Import Text Regions to Text Files

A single text region object label can be added at a character range between start and end using range.


# Import dependencies
from typing import List
from encord import EncordUserClient
from encord.objects import LabelRowV2, Object, ObjectInstance, OntologyStructure
from encord.objects.frames import Range
from encord.objects.coordinates import TextCoordinates


SSH_PATH = "<file-path-to-your-shh-key>"
PROJECT_ID = "<project-unique-id>"

user_client = EncordUserClient.create_with_ssh_private_key(
    ssh_private_key_path=SSH_PATH,
)

# Specify the project
project = user_client.get_project(PROJECT_ID)

# Example mapping of data unit titles to their respective text ranges
data_units_to_update = {
    "<my-text-file-01>": [Range(start=5000, end=5050)],
    "<your-text-file-01>": [Range(start=3000, end=3050), Range(start=14000, end=14050)],
    "<their-text-file-01>": [Range(start=13100, end=13250), Range(start=24100, end=24550)],
}

# Find the ontology object for your Text Region
text_object: Object = project.ontology_structure.get_child_by_title(
    title="<name-of-your-text-region>", type_=Object
)

if text_object is None:
    raise ValueError("Ontology object for 'Text Region' not found.")

# Iterate over each data unit and apply updates
for data_title, text_ranges in data_units_to_update.items():
    # Get the corresponding label row
    label_rows = project.list_label_rows_v2(data_title_eq=data_title)

    if not label_rows:
        print(f"Skipping: No label row found for {data_title}")
        continue

    label_row = label_rows[0]
    label_row.initialise_labels()

    # Add object instances for each text range
    for text_range in text_ranges:
        text_object_instance: ObjectInstance = text_object.create_instance()
        text_object_instance.set_for_frames(
            frames=0,  # Indicates a single data unit (text file)
            coordinates=TextCoordinates(range=[text_range]),
        )
        label_row.add_object_instance(text_object_instance)
        print(f"Added text range {text_range} to {data_title}")

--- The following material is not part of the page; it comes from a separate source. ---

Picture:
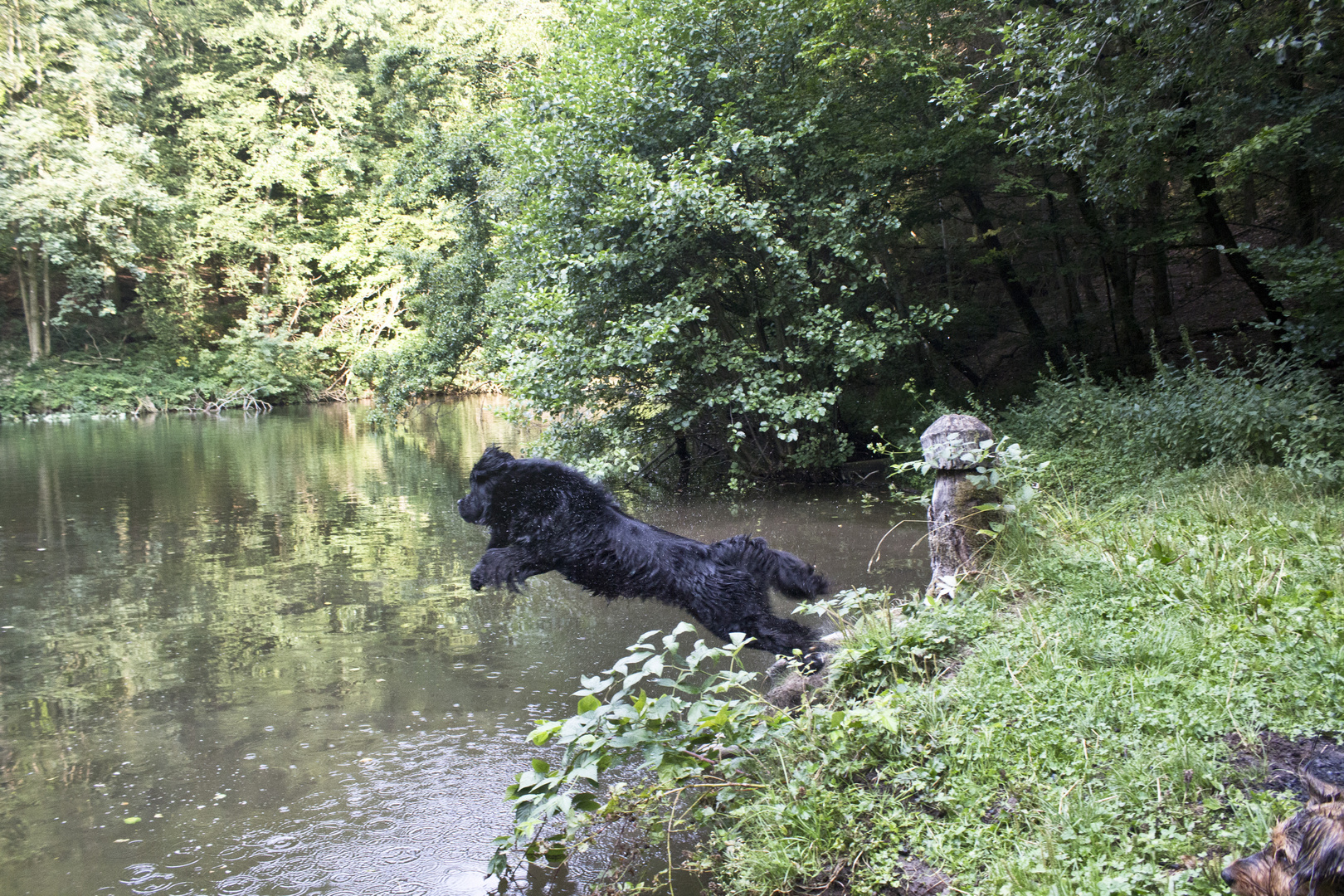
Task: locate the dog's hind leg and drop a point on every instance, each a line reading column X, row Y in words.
column 771, row 567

    # Save the label row after adding all instances
    label_row.save()
    print(f"Saved label row for {data_title}")

print("Updates applied to all specified data units!")


Import Classifications to Text Files

The example for the Classification uses nested attributes with the Ontology structure as follows:

  • Accurate?
    • Yes
    • No
      • Correction (text field to provide edits for the correction)
create_instance must use range_only=True for text documents. This includes HTML documents.

# Import dependencies
from typing import List
from pathlib import Path
from encord import EncordUserClient, Project
from encord.objects.frames import Range
from encord.objects import LabelRowV2, Classification, Option, OntologyStructure

SSH_PATH = "<file-path-to-ssh-private-key>"
PROJECT_ID = "<project-unique-id>"

# Create user client using ssh key
user_client: EncordUserClient = EncordUserClient.create_with_ssh_private_key(
    Path(SSH_PATH).read_text()
)

# Get project for which predictions are to be added
project: Project = user_client.get_project(PROJECT_ID)

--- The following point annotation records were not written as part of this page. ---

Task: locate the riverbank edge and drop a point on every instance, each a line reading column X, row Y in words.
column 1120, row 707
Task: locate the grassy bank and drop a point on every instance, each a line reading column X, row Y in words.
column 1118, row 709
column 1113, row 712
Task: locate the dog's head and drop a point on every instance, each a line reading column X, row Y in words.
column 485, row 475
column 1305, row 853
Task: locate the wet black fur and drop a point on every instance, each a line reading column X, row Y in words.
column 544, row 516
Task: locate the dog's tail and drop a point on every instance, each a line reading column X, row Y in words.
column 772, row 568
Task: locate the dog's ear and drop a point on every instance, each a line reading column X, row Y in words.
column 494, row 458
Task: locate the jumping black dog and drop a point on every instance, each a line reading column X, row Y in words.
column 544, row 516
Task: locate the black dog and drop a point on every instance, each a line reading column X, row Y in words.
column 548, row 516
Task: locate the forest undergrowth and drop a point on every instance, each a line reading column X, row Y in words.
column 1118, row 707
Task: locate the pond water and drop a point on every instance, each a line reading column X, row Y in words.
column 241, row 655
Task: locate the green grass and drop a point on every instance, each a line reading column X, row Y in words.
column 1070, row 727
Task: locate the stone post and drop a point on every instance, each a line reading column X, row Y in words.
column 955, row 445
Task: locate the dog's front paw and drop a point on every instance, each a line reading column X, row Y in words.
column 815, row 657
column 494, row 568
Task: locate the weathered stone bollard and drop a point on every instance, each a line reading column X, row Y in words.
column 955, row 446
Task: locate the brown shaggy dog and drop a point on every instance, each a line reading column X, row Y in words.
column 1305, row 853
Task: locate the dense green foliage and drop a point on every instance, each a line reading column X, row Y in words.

# Specify the data unit to apply classification
label_row = project.list_label_rows_v2(
    data_title_eq="<file-name-for-text-file>.html"
)[0]


# Download the existing labels 
label_row.initialise_labels()

# Get the Ontology structure
ontology_structure: OntologyStructure = label_row.ontology_structure

# Assume that the following radio button classification exists in the Ontology.
radio_ontology_classification: Classification = (
    ontology_structure.get_child_by_title(
        title="<classification-name>", type_=Classification
    )
)

radio_classification_option = radio_ontology_classification.get_child_by_title(
title="<option-name>",
type_=Option
)

# Create classification instance. `range_only=True` is required for HTML documents
radio_classification_instance = radio_ontology_classification.create_instance(range_only=True)

# Set the answer of the classification instance
radio_classification_instance.set_answer(radio_classification_option)

# Select the frames where the classification instance is present
radio_classification_instance.set_for_frames(frames=0)

# Add it to the label row
label_row.add_classification_instance(radio_classification_instance)

# Save labels
label_row.save()

Export Labels for Text Files


# Import dependencies
from encord import EncordUserClient
import json

SSH_PATH= "<file-path-to-ssh-private-key"
PROJECT_ID= "<project-unique-id>"
DATA_UNIT_NAME= "<file-name-of-html-file>"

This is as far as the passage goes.